Re: Did Commodore cheat with the quad density floppies?

From: Mike Stein <mhs.stein_at_gmail.com>
Date: Sun, 6 Jan 2019 16:19:33 -0500
Message-ID: <15428983334F438B8704B50C1E65C806@310e2>
----- Original Message ----- 
From: "Mia Magnusson" <mia@plea.se>
To: <cbm-hackers@musoftware.de>
Sent: Sunday, January 06, 2019 9:17 AM
Subject: Re: Did Commodore cheat with the quad density floppies?

> ... Maybe the 8050 were one of the first drives to have a smaller head gap than most DD drives did?
 
There were a number of other systems around since the late 70s that managed to get close to 500KB/side formatted capacities out of DD disks using various techniques including GCR, more bytes/sector etc.; I'm not aware of anyone else other than Apple using zone recording but these were the wild west days of incompatible disk formats, so anything is likely...

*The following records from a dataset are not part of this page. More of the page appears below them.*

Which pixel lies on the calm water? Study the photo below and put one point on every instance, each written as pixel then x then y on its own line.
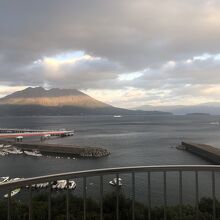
pixel 132 141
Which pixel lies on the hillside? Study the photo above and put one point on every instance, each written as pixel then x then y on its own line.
pixel 39 101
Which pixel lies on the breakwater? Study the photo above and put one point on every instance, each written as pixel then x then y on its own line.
pixel 82 151
pixel 205 151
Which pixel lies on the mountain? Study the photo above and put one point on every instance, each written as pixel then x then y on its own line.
pixel 205 108
pixel 52 97
pixel 39 101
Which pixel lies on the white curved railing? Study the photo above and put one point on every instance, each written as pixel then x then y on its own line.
pixel 117 171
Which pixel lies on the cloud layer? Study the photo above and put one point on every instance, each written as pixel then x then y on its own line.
pixel 126 52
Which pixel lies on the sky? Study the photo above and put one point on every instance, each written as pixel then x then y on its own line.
pixel 124 52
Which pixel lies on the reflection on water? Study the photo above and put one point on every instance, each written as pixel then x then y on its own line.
pixel 132 141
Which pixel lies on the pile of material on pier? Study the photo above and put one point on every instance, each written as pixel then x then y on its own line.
pixel 203 150
pixel 82 151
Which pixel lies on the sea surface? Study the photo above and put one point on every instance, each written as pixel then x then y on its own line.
pixel 132 141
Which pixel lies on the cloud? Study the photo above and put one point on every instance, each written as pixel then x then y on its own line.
pixel 158 47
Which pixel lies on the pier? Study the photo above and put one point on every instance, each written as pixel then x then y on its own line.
pixel 19 134
pixel 59 149
pixel 207 152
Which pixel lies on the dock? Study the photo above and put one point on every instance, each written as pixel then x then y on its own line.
pixel 15 133
pixel 60 149
pixel 205 151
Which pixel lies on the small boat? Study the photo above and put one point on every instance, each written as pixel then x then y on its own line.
pixel 117 116
pixel 15 191
pixel 13 151
pixel 59 184
pixel 114 182
pixel 7 145
pixel 72 184
pixel 41 185
pixel 2 153
pixel 4 179
pixel 33 153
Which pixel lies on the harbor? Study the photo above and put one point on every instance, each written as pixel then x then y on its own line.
pixel 17 141
pixel 205 151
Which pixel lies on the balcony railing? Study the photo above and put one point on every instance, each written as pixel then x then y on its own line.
pixel 100 173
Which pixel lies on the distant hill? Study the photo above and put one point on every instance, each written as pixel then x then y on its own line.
pixel 39 101
pixel 205 108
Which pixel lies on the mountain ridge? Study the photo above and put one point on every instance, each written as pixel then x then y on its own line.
pixel 39 101
pixel 52 97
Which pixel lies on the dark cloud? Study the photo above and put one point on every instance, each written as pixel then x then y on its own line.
pixel 128 36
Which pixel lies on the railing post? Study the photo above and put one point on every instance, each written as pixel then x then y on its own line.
pixel 30 202
pixel 67 200
pixel 133 196
pixel 149 195
pixel 165 194
pixel 117 196
pixel 49 201
pixel 101 197
pixel 84 198
pixel 180 193
pixel 213 195
pixel 9 205
pixel 197 195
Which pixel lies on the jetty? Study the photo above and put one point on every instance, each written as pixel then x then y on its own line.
pixel 60 149
pixel 205 151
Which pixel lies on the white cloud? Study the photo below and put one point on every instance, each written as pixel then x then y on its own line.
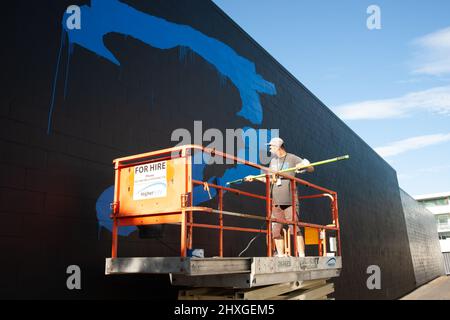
pixel 432 56
pixel 436 100
pixel 414 143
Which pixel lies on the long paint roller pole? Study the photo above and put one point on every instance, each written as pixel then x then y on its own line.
pixel 314 164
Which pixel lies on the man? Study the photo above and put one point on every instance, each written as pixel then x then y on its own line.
pixel 281 192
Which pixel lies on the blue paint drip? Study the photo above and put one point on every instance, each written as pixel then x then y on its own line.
pixel 112 16
pixel 55 81
pixel 69 55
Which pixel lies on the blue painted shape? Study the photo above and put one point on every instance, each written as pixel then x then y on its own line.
pixel 104 211
pixel 112 16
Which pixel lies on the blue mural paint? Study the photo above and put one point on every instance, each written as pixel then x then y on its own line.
pixel 112 16
pixel 103 208
pixel 103 17
pixel 69 55
pixel 55 81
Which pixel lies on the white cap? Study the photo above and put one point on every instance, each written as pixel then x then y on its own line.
pixel 277 142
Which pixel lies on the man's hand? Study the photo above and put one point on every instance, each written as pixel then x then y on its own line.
pixel 249 178
pixel 300 167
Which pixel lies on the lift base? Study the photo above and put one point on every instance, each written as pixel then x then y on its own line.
pixel 230 272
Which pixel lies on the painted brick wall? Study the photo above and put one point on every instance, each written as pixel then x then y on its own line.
pixel 51 180
pixel 422 233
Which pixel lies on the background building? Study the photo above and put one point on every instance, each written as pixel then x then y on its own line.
pixel 75 99
pixel 439 205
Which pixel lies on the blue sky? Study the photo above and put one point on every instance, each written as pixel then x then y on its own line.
pixel 391 86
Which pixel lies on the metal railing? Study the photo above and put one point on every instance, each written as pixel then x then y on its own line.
pixel 184 214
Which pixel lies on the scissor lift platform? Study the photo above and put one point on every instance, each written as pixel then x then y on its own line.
pixel 240 272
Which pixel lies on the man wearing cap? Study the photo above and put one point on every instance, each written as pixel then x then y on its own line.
pixel 281 192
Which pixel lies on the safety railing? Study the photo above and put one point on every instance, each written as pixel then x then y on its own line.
pixel 174 202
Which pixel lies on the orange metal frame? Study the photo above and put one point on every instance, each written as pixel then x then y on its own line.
pixel 184 214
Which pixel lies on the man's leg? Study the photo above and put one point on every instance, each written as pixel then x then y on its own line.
pixel 277 213
pixel 299 237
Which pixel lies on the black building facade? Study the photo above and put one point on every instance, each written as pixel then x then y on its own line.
pixel 75 97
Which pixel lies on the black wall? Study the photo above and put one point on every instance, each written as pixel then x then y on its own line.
pixel 50 180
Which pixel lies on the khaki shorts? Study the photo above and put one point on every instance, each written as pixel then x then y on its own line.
pixel 283 212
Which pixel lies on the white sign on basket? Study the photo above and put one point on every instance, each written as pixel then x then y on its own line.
pixel 150 181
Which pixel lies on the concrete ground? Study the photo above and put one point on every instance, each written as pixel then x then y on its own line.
pixel 438 289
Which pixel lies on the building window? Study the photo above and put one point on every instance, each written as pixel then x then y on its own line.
pixel 436 202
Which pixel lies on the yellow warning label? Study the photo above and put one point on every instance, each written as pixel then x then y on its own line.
pixel 311 236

Micropolis, who supplied many of the drives in the 8050, was one of the first to go to a higher TPI (100) than the then standard 48 TPI; Tandon and MPI also made 100TPI drives, but in the end 80 tracks at 96TPI became the 'QD' (and HD) 'standard' since that also made reading and writing 48TPI diskettes possible by double-stepping.

Interesting side note: rarely seen outside of Japan, but some manufacturers used exactly the same format in all diskette sizes (8", 5.25QD/HD and 3.5") which is why you'll find options on some 5.25" and 3.5" drives to select the 8" standard 360 RPM instead of 300. 

5.25" HD drives normally run at 360RPM; many have an option to select 300 RPM, but compatibility with DD and QD disks is usually achieved by changing the transfer rate instead.